The overall design of the application does not change very much from the design shown in Chapter 9. But we must take into account a few considerations before implementing the optimization features. These considerations deal with the implementation of the increased user responsiveness of the GUI. Before we start making design decisions, let's look at some background information about performance optimizations.

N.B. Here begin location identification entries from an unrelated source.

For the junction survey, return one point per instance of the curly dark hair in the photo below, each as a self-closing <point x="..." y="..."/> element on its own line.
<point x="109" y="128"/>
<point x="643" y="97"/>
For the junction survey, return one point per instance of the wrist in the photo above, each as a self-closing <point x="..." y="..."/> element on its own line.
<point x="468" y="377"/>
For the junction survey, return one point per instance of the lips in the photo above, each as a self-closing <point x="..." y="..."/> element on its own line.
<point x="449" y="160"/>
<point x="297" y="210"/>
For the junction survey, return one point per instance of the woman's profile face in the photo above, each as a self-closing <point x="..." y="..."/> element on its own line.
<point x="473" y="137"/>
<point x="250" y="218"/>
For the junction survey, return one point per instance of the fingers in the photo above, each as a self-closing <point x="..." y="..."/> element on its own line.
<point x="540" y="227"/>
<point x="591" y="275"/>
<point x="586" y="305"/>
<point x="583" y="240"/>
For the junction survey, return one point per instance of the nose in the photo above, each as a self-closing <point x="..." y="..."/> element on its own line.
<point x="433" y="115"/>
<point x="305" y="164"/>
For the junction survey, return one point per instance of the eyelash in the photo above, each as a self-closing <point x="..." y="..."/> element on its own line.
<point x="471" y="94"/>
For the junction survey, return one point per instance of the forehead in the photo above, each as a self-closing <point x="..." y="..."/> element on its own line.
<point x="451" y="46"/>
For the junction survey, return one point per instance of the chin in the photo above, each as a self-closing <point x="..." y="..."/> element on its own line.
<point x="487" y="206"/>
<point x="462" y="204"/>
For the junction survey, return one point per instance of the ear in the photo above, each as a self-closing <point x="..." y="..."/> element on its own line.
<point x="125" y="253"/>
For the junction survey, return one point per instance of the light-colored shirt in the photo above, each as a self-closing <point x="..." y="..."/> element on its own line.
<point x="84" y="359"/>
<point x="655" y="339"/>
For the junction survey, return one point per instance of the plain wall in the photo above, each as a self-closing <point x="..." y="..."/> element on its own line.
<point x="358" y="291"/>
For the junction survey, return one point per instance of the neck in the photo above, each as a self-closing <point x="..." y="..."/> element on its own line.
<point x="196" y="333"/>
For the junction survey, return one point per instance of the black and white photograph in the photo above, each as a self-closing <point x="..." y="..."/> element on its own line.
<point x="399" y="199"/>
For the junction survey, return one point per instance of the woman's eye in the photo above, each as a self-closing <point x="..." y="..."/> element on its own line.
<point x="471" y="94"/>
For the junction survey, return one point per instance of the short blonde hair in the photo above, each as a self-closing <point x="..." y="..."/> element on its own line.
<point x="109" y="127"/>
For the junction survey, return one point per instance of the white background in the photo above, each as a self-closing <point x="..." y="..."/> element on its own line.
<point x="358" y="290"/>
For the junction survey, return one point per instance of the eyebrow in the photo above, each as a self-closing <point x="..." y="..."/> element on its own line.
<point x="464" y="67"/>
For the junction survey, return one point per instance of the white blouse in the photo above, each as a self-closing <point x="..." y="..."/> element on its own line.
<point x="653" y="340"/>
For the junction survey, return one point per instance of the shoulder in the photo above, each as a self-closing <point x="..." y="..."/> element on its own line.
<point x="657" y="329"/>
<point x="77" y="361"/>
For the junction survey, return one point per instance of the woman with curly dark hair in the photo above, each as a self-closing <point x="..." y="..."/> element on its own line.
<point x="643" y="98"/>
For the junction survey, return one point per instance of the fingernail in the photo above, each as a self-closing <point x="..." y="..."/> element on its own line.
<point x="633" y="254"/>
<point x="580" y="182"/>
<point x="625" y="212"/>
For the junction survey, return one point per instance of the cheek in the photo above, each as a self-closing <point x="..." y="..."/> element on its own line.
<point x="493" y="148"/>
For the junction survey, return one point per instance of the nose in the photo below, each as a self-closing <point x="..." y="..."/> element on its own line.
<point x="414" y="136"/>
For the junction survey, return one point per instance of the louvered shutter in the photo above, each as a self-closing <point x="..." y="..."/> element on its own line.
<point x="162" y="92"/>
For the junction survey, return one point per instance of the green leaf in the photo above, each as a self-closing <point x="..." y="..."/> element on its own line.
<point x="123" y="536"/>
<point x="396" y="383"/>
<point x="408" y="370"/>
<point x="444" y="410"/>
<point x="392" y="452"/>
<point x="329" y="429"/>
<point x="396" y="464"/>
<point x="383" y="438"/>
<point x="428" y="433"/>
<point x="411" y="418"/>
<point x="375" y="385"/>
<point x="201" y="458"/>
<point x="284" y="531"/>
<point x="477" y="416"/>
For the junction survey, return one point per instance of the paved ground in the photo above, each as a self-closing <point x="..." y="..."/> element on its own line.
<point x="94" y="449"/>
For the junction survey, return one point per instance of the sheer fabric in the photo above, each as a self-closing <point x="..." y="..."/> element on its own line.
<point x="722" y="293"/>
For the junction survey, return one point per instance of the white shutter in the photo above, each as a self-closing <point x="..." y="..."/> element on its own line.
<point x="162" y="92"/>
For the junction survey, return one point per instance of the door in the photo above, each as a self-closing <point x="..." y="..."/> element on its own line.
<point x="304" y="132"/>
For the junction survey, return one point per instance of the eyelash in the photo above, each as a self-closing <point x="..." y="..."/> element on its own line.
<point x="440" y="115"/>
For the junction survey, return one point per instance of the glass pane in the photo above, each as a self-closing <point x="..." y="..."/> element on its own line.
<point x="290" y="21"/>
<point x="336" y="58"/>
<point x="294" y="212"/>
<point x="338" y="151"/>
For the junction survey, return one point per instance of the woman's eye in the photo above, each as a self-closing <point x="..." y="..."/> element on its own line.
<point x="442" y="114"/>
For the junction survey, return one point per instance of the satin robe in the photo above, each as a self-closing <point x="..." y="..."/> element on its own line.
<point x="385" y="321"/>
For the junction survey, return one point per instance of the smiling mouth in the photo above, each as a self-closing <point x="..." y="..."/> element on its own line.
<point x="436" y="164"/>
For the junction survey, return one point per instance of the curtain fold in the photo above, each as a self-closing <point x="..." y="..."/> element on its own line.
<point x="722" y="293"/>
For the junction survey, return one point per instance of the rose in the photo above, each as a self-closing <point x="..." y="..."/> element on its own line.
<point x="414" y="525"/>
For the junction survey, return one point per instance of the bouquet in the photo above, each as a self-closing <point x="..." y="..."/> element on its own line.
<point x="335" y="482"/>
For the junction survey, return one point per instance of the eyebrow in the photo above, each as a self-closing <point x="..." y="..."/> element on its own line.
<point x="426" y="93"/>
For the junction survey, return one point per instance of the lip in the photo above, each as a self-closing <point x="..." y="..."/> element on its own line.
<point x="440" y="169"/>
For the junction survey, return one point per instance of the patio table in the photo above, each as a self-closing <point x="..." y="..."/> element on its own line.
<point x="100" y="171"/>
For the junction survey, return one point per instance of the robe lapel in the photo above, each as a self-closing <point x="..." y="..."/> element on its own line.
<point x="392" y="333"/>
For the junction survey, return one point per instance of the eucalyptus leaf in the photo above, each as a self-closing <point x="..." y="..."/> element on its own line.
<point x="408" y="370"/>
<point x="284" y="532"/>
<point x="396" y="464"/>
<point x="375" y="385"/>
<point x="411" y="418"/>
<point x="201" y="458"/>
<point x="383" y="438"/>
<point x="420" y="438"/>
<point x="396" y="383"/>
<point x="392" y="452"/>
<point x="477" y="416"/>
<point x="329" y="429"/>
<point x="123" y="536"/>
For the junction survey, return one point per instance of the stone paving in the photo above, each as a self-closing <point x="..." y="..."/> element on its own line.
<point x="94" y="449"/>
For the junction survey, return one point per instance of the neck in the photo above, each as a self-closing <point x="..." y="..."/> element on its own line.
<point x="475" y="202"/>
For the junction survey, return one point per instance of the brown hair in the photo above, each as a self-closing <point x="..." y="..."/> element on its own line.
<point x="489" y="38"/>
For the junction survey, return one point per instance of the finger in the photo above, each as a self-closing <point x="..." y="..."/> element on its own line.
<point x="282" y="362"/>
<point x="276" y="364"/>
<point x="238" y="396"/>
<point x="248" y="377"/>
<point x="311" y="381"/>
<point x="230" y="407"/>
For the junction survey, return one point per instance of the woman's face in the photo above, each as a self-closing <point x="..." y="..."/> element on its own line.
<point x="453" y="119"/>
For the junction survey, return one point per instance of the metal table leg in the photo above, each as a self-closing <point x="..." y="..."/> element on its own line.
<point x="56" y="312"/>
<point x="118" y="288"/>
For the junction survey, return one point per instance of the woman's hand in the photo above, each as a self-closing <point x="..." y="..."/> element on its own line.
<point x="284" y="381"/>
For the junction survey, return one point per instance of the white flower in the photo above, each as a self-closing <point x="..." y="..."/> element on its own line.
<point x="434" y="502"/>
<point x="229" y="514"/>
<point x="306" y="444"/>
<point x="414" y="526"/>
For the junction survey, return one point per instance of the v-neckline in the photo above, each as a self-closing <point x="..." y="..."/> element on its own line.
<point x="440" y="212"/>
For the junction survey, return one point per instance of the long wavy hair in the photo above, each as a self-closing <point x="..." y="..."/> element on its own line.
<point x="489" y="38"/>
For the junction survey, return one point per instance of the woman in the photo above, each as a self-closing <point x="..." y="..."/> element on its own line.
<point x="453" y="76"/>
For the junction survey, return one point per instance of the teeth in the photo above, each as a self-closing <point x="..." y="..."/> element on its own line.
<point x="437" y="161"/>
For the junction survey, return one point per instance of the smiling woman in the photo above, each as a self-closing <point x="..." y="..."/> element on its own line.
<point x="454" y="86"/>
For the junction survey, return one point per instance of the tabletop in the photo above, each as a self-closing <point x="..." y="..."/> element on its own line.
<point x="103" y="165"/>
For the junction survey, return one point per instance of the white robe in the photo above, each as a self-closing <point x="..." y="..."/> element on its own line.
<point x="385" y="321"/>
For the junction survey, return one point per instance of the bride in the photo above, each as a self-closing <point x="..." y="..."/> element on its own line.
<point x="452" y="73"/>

10.3.1 Performance Optimization Options
There are several possibilities for improving the overall performance of an application. These opportunities for performance optimizations can be divided into six categories:
To optimize the photo editor application, we try to address as many of the six categories as possible. To optimize utilization, we make sure that the compiler uses optimizations that generate efficient code. To improve efficiency, we will use the data we collected using the profiling tool. We have identified a hot spot of inefficient execution resulting from the use of the Get- and SetPixel methods of GDI+.
Another aspect we keep in mind is to reduce latency, or slow GUI response, within the application. In addition, we will try to increase the concurrency of the application. Unfortunately, we cannot improve through put very much because that is usually done by using multiple processors. But we have no influence over the hardware users are running, and it would not be acceptable to restrict the application to run only on dual-processor machines. Last but not least, we will try to eliminate bottlenecks as we improve the application's performance.
Now that we know what we are intending to improve, we need to have some knowledge of how these improvements can be implemented.
10.3.2 Multithreading and Symmetric Multiprocessing
When talking about performance optimizations, we often mention multithreading and symmetric multiprocessing (SMP). It is no different in the case of the photo editor application.
Symmetric multiprocessing refers to the hardware of a system. If a system has more than one microprocessor available, then we talk about SMP. Each CPU executes a distinct set of program threads. The operating system is responsible for scheduling the tasks for each processor. SMP improves the throughput of a system.
Multithreading is a software construct that allows for parallel execution of software. Each thread has its own call stack and CPU state, but threads share memory with the process they are bound to. Multithreading programming is used to improve concurrency, reduce latency, and improve throughput.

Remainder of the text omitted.